In direct comparison, I'd say the false colors from the D800 maybe have half the saturation of the false colors from the D800E. Overall, all factors considered, I'd say that the ISO test chart is reproduced slightly better by the D800.

A side note: Comparing unsharpened flat images from the D800 and D800E, the 10–90% edge rise width is about 0.3 px less for the D800E. With equally sharpened (0.5 px, 100%) default-processed images, this reduces to about 0.15 px difference. However, the D800 images require about 0.5 px more sharpening radius (i.e., 1.0 px rather than 0.5 px at 100%) to deliver a comparable edge blur width (which in the samples above then is about 1.32 px from both D800 and D800E – an ideal value). We'll refer to this result as "the E being 0.5 px sharper". It is a bit misleading but we explained what we mean. In the comparison shown in Fig. 10, we'll show the result of sharpening the D800E with 0.8 px radius, 70 % amount though (the edge blur width is the same, 0.30 px). Because 0.5 px radius, 100% amount makes the D800E have an even higher MTF50 value.

Fig. 9 1:1 (100%) crop of the sharpened D800 test shot.

The Nyquist limit is at line frequencies denoted by "6".

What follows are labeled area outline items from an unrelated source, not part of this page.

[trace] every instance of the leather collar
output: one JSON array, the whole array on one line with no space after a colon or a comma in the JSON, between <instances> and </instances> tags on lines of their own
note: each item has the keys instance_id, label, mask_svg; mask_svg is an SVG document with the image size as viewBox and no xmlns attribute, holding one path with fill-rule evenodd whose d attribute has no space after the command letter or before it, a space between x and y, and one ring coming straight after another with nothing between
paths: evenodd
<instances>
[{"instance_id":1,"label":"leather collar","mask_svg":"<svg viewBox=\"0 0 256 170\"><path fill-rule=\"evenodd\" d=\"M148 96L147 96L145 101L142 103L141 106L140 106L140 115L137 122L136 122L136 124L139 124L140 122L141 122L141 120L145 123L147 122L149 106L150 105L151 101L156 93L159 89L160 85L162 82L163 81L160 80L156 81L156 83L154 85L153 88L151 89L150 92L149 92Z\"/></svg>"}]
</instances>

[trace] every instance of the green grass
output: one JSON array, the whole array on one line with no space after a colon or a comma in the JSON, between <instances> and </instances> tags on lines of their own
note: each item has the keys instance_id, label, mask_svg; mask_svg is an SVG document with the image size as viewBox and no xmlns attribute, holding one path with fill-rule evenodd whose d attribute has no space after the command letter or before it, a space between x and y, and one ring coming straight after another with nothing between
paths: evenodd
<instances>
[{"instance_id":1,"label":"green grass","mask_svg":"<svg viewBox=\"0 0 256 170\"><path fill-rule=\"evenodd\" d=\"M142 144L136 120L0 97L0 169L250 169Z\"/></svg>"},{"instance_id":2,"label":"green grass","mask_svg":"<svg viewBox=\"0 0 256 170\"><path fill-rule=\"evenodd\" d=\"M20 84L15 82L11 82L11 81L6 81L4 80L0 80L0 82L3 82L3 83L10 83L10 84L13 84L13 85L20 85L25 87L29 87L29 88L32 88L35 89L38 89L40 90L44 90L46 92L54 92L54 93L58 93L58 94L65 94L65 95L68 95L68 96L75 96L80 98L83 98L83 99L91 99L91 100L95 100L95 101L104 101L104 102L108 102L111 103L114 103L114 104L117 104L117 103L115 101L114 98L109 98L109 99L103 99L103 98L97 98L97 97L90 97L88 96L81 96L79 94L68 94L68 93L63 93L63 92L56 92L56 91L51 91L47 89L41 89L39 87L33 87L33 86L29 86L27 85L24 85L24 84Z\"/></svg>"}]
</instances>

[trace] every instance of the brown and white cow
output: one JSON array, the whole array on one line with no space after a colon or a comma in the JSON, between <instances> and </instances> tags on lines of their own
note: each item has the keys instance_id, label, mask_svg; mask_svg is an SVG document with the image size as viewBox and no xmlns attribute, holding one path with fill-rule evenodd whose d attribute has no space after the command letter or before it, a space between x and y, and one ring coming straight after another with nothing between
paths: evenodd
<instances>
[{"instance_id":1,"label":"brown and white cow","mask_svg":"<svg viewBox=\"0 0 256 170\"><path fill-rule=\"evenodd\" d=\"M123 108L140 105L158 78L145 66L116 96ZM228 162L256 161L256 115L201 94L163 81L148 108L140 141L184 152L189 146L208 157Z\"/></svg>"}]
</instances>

Fig. 10 1:1 (100%) crop of the sharpened D800E test shot.

So, there is an interesting lesson here: In ideal situations where sharpness is maximized, both cameras (D800 and D800E) should show the same false color moiré patterns, only the ones from the D800E should have more striking colors (less muted).

Of course, in less than ideal situations, other sources of blur add to the D800's moderate Bayer-AA filter and completely eliminate the cause of false color moiré while the D800E may still exhibit some.

And in even worse situations, blur would be enough to completely eliminate the cause of false color for the D800E too.

The paradox truth is: in controlled environments with ample of light (studio etc.) and with man-made patterns, the chance to produce a moiré pattern is maximized and the D800 images should offer enough headroom for sharpening to the same level of micro contrast without the same risk of false color moiré. On the other hand, in less controlled environments, the D800E should produce better results because there would be enough other sources of blur. It is paradox because the market segmentation anticipated by Nikon is the opposite (where medium format shooters aka studio shall be more likely to get the D800E).

6. Conclusion

We determined the Bayer-AA filter in the Nikon D800 to be rather weak, around 75% of a full strength filter.

As a consequence, the difference between a D800 and D800E isn't as large as one may think: in a controlled environment, the D800 images can be sharpened to the level of the D800E. The downside is that it can produce some false colors too, although less likely and to a lesser extent.

As a rule of thumb, we found that (assuming 100% amount, in Lightroom terms) subtracting about 0.5 px from the sharpening radius used for a D800 image produces comparable sharpness and acceptable results. In practice, one may of course combine this with a larger radius and lower amount etc. We summarize this into the following headline:

D800: E = 0.5px sharper

Meaning, that with ~100% amount sharpening, the D800E should deliver comparable results with ~0.5 pixels less sharpening radius, compared to a D800. This also means that one should not refrain from sharpening when using the D800E. Just use weaker settings.

As a final note, let me say that it really does not matter so much: The 36 MP of the D800 means that the full pixel quality does not matter anymore in 95% of cases. So, for the most part, the differences between a D800 and D800E can probably be ignored.